After the near-miss in the PLH I was starting to become aware that I might be able to have an impact on the series via the number of cashes I was getting. Obviously it’s way better to win a tournament, or to finish pretty close, than to achieve a minor cash and merely double your money. There’s no way I was going to actually play deliberately to try and cash – one of the most strategically successful tactics in tournaments is to push hard around the bubble when others are tightening-up attempting to lock up a cash. I felt though, that by sheer determination and willpower, in setting out to cash, I could achieve a higher level of concentration and give myself a better chance to win. I was attempting to will myself a result.

I certainly was aware that Roland De Wolfe had cashed six times at the WSOP 2007 and that five people currently tied for the record on eight. My cash in the PLH was my fifth from seventeen events and with about seven more events on my personal schedule I had a shot at achieving immortality. The only thing stopping me was this damn Russian. Everywhere I looked he seemed to be playing a tournament, and in every one he seemed to be impossible to eliminate. Pokernews christened him Nikolay "The Cockroach" Edvekev.

There was nothing else for it I’d have to play the $1500 PLO8 tournament. I barely play the game and have never played it in tournament form, but luckily they only really play it as limit out here, most the field are clueless, and I had a secret weapon.

The drunken lesson that Scott Fischman gave me while simultaneously playing blackjack and Casino Texas Hold-’em lasted so long that he became a bit too tired and emotional to wake in time to play his best event. It didn’t really help me much either. I felt a bit guilty that he missed it, I tried to follow his advice but I just couldn’t hit a draw. We did have a fun night taking the piss out of Scott over the stories of him being skint that are always on 2+2. He didn’t seem to mind and told us about the elevator in his new house.

If I couldn’t get one by skill, maybe I could buy a bracelet. I set off with a pocketful of thousand chips and a bellyful of gamble to the $1000 with rebuys. The rest of the table weren’t really in the mood to gamble though, and most of my powder stayed dry. I got myself to double the average for a modest $4000 and a very promising looking squeeze situation may well have worked if the original raiser hadn’t had aces.

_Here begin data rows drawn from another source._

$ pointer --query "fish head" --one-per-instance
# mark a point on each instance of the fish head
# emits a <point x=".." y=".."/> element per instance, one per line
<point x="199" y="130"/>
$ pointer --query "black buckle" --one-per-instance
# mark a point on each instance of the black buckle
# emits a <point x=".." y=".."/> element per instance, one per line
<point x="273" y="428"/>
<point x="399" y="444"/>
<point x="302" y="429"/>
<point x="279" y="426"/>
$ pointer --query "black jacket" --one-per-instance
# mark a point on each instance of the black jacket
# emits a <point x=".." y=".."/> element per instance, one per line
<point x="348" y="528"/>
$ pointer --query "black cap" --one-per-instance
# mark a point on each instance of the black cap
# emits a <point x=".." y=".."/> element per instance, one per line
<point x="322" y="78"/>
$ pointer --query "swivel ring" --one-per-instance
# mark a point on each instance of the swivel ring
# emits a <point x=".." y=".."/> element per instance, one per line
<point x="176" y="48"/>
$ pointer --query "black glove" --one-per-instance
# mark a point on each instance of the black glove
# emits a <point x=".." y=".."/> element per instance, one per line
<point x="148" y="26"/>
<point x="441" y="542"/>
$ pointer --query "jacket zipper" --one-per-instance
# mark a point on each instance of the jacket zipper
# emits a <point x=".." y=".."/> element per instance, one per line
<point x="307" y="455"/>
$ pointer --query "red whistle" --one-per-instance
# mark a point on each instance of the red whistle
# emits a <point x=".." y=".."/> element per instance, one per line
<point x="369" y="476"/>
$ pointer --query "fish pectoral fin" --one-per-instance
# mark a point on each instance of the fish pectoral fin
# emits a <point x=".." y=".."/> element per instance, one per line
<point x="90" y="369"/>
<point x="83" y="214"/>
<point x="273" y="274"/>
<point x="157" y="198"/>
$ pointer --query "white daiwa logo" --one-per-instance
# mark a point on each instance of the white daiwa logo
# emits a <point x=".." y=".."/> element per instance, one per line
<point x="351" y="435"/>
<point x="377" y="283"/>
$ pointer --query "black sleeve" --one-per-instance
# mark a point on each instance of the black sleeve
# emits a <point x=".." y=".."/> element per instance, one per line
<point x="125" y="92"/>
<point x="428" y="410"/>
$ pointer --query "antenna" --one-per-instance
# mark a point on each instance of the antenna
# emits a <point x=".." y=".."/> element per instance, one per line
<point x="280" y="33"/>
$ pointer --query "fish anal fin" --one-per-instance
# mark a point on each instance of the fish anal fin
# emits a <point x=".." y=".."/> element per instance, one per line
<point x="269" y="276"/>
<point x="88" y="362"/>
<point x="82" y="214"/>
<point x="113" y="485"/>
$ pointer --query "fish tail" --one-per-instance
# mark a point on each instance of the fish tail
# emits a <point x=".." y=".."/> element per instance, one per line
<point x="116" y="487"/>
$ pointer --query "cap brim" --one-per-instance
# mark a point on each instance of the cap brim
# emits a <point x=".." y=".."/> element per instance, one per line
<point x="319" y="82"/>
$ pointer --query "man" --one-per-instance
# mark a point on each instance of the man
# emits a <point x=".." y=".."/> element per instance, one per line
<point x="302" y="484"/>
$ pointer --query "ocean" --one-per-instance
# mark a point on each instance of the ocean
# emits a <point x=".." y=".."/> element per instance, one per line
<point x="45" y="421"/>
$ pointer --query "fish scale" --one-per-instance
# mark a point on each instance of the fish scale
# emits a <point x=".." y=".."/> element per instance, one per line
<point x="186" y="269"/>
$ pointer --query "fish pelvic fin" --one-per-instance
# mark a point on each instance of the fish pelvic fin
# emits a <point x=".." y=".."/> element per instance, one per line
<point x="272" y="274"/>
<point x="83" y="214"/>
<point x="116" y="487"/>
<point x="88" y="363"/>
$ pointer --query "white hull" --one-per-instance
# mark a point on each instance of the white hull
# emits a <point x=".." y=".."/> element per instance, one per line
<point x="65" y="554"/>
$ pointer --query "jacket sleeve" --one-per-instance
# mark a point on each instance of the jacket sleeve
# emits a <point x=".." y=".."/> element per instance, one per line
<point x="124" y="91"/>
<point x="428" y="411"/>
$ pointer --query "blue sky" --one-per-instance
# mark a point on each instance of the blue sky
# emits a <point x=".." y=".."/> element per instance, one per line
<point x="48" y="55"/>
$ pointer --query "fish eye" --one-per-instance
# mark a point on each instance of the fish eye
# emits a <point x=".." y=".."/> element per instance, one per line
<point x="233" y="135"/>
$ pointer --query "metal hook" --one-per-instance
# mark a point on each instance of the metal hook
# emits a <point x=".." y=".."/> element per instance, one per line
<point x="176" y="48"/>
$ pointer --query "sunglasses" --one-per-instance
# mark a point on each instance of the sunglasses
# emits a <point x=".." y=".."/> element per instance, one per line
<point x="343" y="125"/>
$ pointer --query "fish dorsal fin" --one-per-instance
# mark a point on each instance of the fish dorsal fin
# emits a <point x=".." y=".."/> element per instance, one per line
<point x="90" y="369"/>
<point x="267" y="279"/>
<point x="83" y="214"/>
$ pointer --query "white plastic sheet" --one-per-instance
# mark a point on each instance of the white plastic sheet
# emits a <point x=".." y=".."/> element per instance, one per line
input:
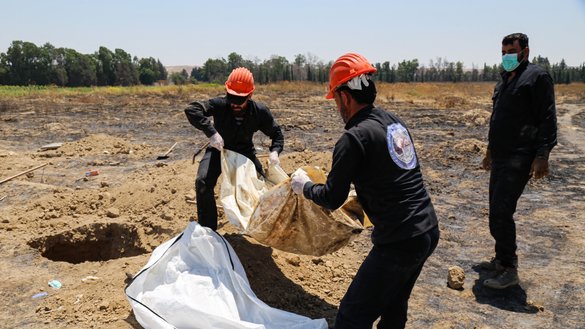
<point x="271" y="213"/>
<point x="196" y="281"/>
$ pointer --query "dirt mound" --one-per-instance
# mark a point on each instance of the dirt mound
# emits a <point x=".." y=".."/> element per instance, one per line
<point x="476" y="117"/>
<point x="100" y="144"/>
<point x="93" y="233"/>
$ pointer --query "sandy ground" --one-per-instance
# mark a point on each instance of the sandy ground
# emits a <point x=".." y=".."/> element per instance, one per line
<point x="93" y="233"/>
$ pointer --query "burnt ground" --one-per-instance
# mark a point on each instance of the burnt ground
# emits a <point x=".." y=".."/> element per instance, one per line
<point x="91" y="233"/>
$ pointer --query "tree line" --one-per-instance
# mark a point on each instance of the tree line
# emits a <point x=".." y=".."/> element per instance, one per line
<point x="24" y="63"/>
<point x="310" y="68"/>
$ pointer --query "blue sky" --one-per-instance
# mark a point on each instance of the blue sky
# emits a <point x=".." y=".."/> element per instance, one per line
<point x="189" y="32"/>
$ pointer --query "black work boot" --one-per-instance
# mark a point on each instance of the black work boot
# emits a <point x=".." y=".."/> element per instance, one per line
<point x="493" y="264"/>
<point x="508" y="277"/>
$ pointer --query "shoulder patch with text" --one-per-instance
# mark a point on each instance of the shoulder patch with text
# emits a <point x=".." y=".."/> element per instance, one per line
<point x="400" y="146"/>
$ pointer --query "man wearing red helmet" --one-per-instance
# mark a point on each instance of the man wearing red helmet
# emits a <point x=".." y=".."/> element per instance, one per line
<point x="236" y="117"/>
<point x="377" y="155"/>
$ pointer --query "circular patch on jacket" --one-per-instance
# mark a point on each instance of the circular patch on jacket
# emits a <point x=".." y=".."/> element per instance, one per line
<point x="400" y="146"/>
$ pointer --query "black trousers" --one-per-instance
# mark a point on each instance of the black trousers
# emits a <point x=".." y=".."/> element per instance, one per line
<point x="507" y="181"/>
<point x="207" y="175"/>
<point x="382" y="285"/>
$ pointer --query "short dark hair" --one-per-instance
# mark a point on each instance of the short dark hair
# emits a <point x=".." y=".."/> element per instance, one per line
<point x="521" y="37"/>
<point x="365" y="96"/>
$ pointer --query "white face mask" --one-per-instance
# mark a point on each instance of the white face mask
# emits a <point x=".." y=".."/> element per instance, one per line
<point x="510" y="62"/>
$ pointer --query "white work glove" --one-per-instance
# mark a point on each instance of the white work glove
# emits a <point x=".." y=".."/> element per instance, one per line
<point x="273" y="159"/>
<point x="216" y="141"/>
<point x="299" y="179"/>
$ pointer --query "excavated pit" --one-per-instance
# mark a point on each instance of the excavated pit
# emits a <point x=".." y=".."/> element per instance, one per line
<point x="91" y="243"/>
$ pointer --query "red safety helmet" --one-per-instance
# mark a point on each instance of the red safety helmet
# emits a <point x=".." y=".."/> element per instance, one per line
<point x="240" y="82"/>
<point x="346" y="68"/>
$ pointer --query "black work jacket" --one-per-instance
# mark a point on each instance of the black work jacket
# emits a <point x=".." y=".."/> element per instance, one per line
<point x="236" y="137"/>
<point x="377" y="155"/>
<point x="523" y="119"/>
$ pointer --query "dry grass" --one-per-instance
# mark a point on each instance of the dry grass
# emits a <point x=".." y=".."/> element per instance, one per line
<point x="441" y="95"/>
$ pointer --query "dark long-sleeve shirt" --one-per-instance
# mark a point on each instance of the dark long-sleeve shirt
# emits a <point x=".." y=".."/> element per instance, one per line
<point x="237" y="133"/>
<point x="377" y="155"/>
<point x="524" y="116"/>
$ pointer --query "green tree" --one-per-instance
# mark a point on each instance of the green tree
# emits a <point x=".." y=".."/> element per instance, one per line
<point x="235" y="60"/>
<point x="125" y="71"/>
<point x="178" y="78"/>
<point x="80" y="68"/>
<point x="458" y="72"/>
<point x="196" y="74"/>
<point x="406" y="70"/>
<point x="149" y="71"/>
<point x="105" y="67"/>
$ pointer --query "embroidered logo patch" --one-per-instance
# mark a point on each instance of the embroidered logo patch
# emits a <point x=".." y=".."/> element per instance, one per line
<point x="400" y="146"/>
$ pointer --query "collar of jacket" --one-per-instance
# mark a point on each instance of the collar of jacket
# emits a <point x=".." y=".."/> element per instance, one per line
<point x="359" y="115"/>
<point x="521" y="68"/>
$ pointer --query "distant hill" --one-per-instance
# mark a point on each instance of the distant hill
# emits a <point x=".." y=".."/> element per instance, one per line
<point x="179" y="68"/>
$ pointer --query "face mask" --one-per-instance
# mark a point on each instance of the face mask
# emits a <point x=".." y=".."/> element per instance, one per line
<point x="510" y="62"/>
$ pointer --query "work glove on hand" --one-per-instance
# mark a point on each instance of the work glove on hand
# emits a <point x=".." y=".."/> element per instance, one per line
<point x="299" y="179"/>
<point x="273" y="159"/>
<point x="216" y="141"/>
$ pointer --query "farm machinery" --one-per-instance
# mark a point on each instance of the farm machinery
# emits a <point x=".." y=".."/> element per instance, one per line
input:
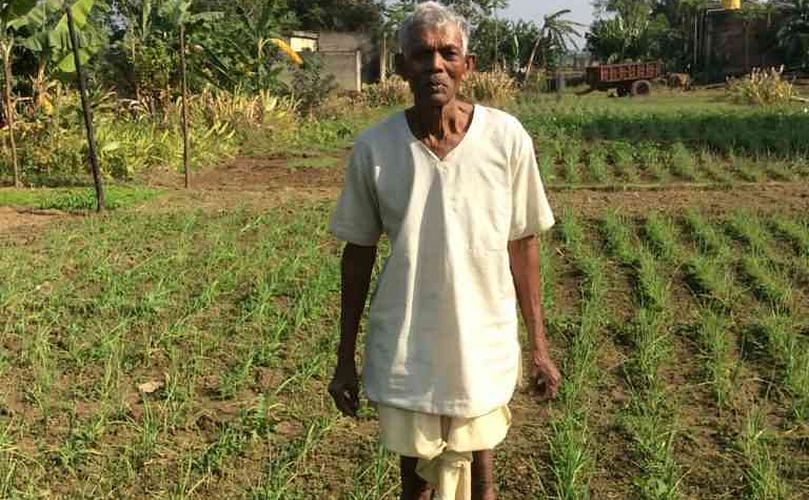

The Thursday $5000 Six-Handed was the event everyone talked about the most. As in past years there wasn’t a person in the Rio who didn’t mark this down as THEIR specialist event. I was more realistic and remembered that last year’s event had one of the toughest fields of the whole series. It was the fact that I was drawn on one of the easier tables in the room that made me most disappointed about my performance. I made a completely amateurish play to get eliminated and had allowed myself to lose vital focus. I was very upset and would usually have taken some time off, but with the record in mind, I just ploughed straight on into the next event.

On Saturday I finally joined the elite of sickos and entered a new event, even though I was through to day two of the previous one. I was able to play two hours of Event #49 before going over to my ten big blinds remaining in Event #48. It all seemed a bit of a tight schedule but I made things less frantic by getting knocked out in eighteen minutes of the Friday one. The second one took me twenty-four hours longer to bust in, I was eventually forty-third of the 2718 people, which locked me up my sixth and seventh cash. It also meant I was to miss the $10k PLO where "The Cockroach" was clocking up cash number ten.

At that point I decided to sit back and relax. I’d just have the one $1500 NLH and the main event to play now and if I couldn’t get my eighth cash out of those two it just wasn’t to be.

As for winning money, I might have to rely on my horses in the $10k PLO. I wasn’t feeling too confident and James’ second place in Event #2, and a large chunk of the money that went with it, was seeming to be a long way away. I had shares with four people in this tough field. Maybe some of the luck that being The Irish Open Champion can bring you would come my way. 

Neil "Bad Beat" Channing is hoping to outperform all his "horses", with the help of his lucky PokerVerdict jersey, in the Main Event.